Abstract

The evolutionary history of the platyrrhine primates has been the subject of considerable controversy. Comparative studies of extant Old and New World higher primates suggest that these forms and the platyrrhines are each monophyletic, but the nature and origin of common ancestral groups remains in doubt. It has been hypothesized that the Platyrrhini evolved from a lemuroid stock (Liedy, 1873; Loomis, 1911; Gregory, 1920, 1921; Gingerich, 1973, 1975, 1977), a tarsioid stock (Wortman, 1904; Gazin, 1958; Simons, 1961, 1972; Hoffstetter, 1969, 1974; Orlosky and Swindler, 1975; Szalay, 1976) or a monkey stock (Stirton, 1951; Olson, 1964; Hershkovitz, 1969; Sarich, 1970; Cronin and Sarich, 1975).

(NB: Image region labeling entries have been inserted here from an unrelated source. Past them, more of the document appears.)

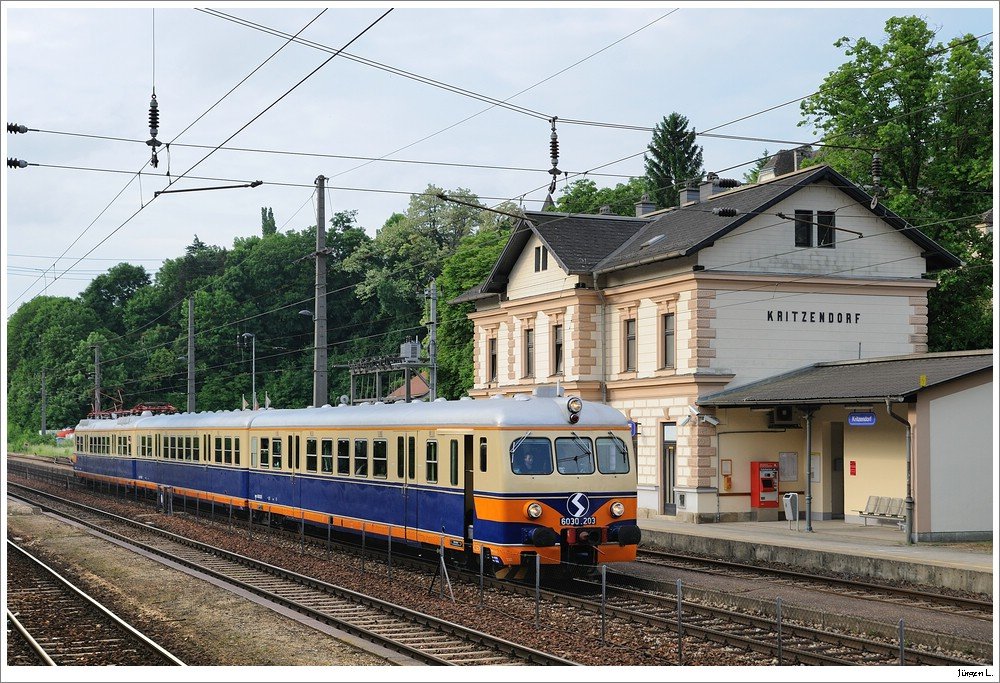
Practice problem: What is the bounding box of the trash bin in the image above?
[781,493,799,531]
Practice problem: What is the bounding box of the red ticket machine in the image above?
[750,460,778,508]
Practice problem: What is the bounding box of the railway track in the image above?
[8,482,574,666]
[637,549,993,621]
[7,540,184,666]
[9,462,982,666]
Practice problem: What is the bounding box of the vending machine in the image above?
[750,460,778,508]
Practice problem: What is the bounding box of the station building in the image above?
[452,165,994,539]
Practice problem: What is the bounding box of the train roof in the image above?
[79,394,626,430]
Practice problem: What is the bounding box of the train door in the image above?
[403,433,420,542]
[288,434,302,519]
[462,434,476,554]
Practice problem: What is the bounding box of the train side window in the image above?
[510,435,552,474]
[337,439,351,476]
[260,436,271,467]
[271,439,281,470]
[427,441,437,484]
[556,434,594,474]
[372,439,389,479]
[320,439,333,474]
[597,436,629,474]
[354,439,368,477]
[448,439,458,486]
[306,438,318,472]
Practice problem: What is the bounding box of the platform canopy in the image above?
[698,349,993,408]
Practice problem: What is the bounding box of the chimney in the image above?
[635,192,656,218]
[677,183,701,206]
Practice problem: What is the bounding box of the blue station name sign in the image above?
[847,412,875,427]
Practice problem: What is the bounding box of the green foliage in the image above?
[800,16,993,351]
[552,178,647,216]
[344,185,491,364]
[80,263,150,334]
[645,112,704,209]
[260,206,278,237]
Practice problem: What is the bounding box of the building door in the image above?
[661,422,677,515]
[830,422,844,519]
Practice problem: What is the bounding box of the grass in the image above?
[9,443,73,460]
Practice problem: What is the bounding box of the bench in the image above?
[855,496,906,528]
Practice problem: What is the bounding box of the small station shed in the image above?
[698,349,997,542]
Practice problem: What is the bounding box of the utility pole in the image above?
[425,280,437,401]
[94,344,101,413]
[188,296,194,413]
[42,368,45,436]
[313,175,330,408]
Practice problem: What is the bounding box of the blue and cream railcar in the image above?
[78,395,639,568]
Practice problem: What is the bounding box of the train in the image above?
[72,387,641,576]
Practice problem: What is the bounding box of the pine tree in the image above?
[645,112,704,209]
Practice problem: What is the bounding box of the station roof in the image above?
[698,349,993,408]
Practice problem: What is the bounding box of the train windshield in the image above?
[597,436,628,474]
[556,434,594,474]
[510,434,552,474]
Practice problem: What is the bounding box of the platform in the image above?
[638,516,996,596]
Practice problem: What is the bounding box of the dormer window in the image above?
[535,247,549,273]
[795,209,837,249]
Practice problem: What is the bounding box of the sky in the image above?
[2,2,997,319]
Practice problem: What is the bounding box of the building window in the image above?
[662,313,677,368]
[552,325,563,375]
[524,330,535,377]
[486,337,497,382]
[795,209,812,247]
[816,211,837,249]
[625,318,635,372]
[535,247,549,273]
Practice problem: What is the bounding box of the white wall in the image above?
[698,181,925,278]
[930,382,996,533]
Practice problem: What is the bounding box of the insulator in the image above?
[149,93,160,138]
[549,116,559,178]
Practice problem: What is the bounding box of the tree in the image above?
[800,16,993,351]
[260,206,278,237]
[743,147,771,183]
[80,263,149,334]
[552,177,648,216]
[437,204,517,399]
[344,185,490,358]
[645,112,704,209]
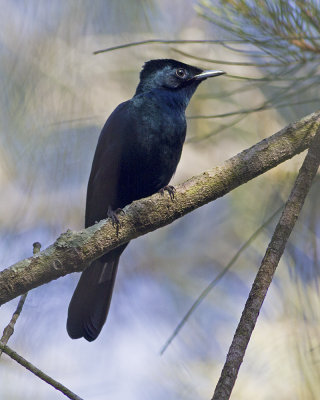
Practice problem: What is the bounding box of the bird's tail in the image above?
[67,246,125,342]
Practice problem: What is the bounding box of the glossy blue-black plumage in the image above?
[67,60,222,341]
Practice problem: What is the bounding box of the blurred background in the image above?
[0,0,320,400]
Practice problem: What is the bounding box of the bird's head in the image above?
[136,59,225,100]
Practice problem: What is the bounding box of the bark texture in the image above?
[0,112,320,305]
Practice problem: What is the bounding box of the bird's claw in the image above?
[107,206,124,231]
[159,185,176,201]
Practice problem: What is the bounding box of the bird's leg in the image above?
[159,185,176,201]
[107,206,124,231]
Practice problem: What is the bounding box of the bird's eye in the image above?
[176,68,187,78]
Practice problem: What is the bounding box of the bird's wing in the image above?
[85,101,133,227]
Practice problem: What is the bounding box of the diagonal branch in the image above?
[0,242,41,357]
[0,343,82,400]
[212,128,320,400]
[0,112,320,305]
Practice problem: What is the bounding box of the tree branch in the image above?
[0,343,82,400]
[0,242,41,357]
[212,128,320,400]
[0,112,320,305]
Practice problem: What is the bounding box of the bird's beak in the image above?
[192,71,225,81]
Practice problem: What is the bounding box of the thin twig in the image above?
[212,129,320,400]
[93,36,319,54]
[160,206,283,355]
[0,242,41,357]
[0,343,82,400]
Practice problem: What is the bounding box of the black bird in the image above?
[67,59,224,341]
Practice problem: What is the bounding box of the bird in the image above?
[67,59,225,342]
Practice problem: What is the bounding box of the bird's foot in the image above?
[159,185,176,201]
[107,206,124,231]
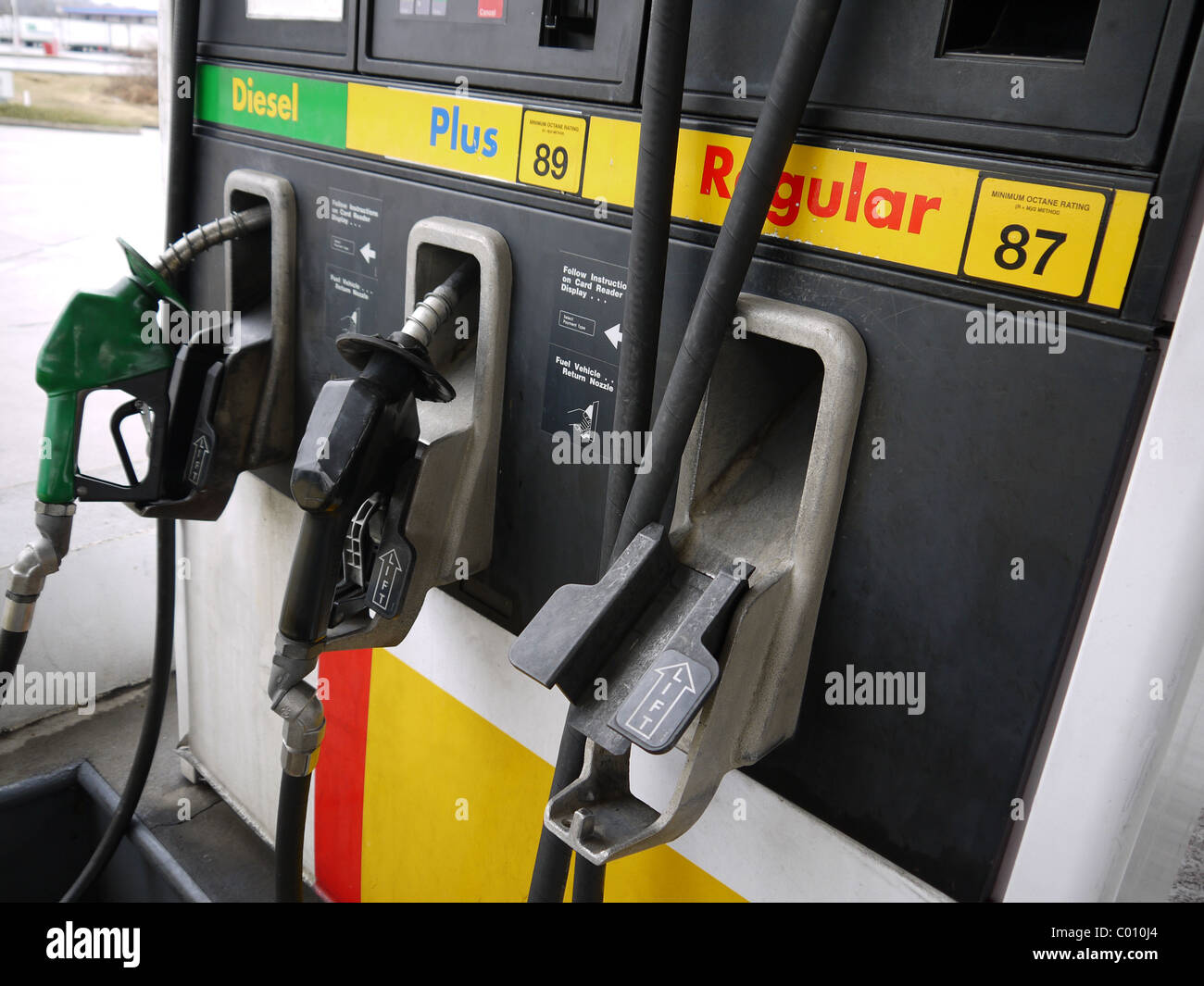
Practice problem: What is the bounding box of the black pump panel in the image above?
[360,0,646,104]
[685,0,1195,165]
[199,0,360,69]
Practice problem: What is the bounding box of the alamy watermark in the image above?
[0,665,96,715]
[966,302,1066,356]
[823,665,927,715]
[142,308,242,353]
[551,425,651,476]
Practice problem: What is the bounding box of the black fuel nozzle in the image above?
[269,257,479,705]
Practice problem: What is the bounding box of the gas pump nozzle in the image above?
[269,257,478,708]
[0,206,271,688]
[268,257,481,901]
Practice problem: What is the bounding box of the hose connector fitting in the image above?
[273,681,326,778]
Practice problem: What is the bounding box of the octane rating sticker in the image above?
[519,109,587,195]
[962,178,1109,297]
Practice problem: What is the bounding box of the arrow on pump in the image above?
[623,661,698,741]
[188,434,209,486]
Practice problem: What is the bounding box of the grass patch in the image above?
[0,68,159,127]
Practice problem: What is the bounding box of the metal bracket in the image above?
[322,217,513,650]
[132,168,296,520]
[532,293,867,865]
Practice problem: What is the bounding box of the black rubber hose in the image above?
[615,0,840,550]
[164,0,201,243]
[529,0,694,903]
[0,630,29,702]
[601,0,694,572]
[276,773,313,905]
[527,722,585,905]
[63,0,201,903]
[63,520,176,905]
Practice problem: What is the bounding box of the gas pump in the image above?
[5,0,1189,901]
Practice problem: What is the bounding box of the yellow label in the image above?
[1087,192,1150,308]
[346,83,522,181]
[964,178,1108,297]
[582,117,645,208]
[582,126,978,274]
[519,109,589,193]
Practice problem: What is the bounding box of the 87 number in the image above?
[533,144,569,181]
[995,223,1066,277]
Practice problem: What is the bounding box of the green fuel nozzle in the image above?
[0,206,271,681]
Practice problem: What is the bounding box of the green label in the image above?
[196,65,346,148]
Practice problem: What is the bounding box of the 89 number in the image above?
[531,144,568,181]
[995,223,1066,277]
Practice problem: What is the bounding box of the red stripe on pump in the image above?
[313,650,372,903]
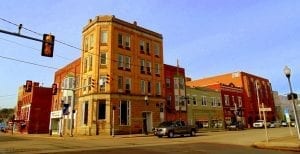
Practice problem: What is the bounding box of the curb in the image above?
[252,142,300,152]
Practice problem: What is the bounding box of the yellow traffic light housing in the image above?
[42,34,55,57]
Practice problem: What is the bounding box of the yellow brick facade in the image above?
[76,16,165,135]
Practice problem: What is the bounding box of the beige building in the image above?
[76,16,165,135]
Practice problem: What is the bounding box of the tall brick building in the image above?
[15,81,52,134]
[49,58,81,135]
[164,64,187,122]
[186,72,275,126]
[76,16,165,135]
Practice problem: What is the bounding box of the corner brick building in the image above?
[186,72,275,127]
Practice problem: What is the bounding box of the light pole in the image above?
[283,66,300,140]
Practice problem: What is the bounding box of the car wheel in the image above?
[191,130,196,136]
[168,131,174,138]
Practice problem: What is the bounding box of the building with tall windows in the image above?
[76,15,165,135]
[164,64,188,122]
[49,58,81,136]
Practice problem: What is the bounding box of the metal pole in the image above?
[70,89,75,137]
[262,103,269,142]
[111,110,115,137]
[255,81,261,120]
[287,76,300,140]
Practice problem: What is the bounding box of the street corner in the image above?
[252,141,300,152]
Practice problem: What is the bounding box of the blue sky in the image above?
[0,0,300,108]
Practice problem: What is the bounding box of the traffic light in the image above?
[42,34,55,57]
[52,83,57,95]
[105,74,109,83]
[91,79,95,88]
[25,80,32,92]
[62,104,70,115]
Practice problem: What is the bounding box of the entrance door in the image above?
[142,112,152,135]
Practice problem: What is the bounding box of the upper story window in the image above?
[154,43,160,57]
[238,96,243,107]
[83,57,88,73]
[100,51,107,65]
[118,33,130,50]
[146,61,151,74]
[155,82,161,96]
[154,63,160,75]
[101,30,108,44]
[88,55,93,71]
[201,96,207,106]
[90,34,94,49]
[140,40,145,53]
[141,59,146,74]
[125,56,130,71]
[224,95,229,106]
[118,55,124,69]
[146,42,150,55]
[140,80,146,94]
[166,78,171,88]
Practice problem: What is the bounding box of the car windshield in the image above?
[158,121,172,127]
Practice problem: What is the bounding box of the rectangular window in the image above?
[83,57,88,73]
[147,81,151,94]
[120,100,130,125]
[166,78,171,88]
[90,34,94,49]
[83,101,89,125]
[238,96,243,107]
[156,82,161,96]
[201,96,207,106]
[118,76,123,90]
[118,55,124,69]
[146,61,151,74]
[224,95,229,106]
[192,96,197,105]
[100,52,107,65]
[84,37,89,52]
[141,59,145,74]
[125,56,130,70]
[125,78,131,92]
[154,43,160,57]
[118,34,123,47]
[88,77,92,91]
[101,30,108,44]
[140,40,145,52]
[146,42,150,55]
[140,80,146,94]
[125,35,130,49]
[155,63,160,75]
[98,100,106,120]
[88,55,93,71]
[99,75,106,92]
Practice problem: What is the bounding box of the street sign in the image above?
[259,107,272,112]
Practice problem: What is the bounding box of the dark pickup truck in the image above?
[154,121,197,138]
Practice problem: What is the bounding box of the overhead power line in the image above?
[0,56,58,70]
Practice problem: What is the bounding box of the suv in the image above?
[154,121,196,138]
[253,120,270,128]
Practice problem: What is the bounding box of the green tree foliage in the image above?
[0,108,15,123]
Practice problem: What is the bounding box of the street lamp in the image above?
[283,66,300,139]
[144,95,149,105]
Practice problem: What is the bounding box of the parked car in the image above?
[270,121,281,128]
[281,121,288,127]
[154,121,197,138]
[253,120,270,128]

Most of the above authors assumed that the South American primates were derived from some North American or Central American primate group. However, some have hypothesized that an African stock might have been ancestral to the platyrrhine primates (Sarich, 1970; Hoffstetter, 1972, 1974; Lavocat, 1974; Cronin and Sarich, 1975). Indeed, recent geological evidence (see Tarling, this volume) indicates that an immigration of primates into South America from Africa would be quite as feasible during the late Eocene to early Oligocene as a North American origin for these primates.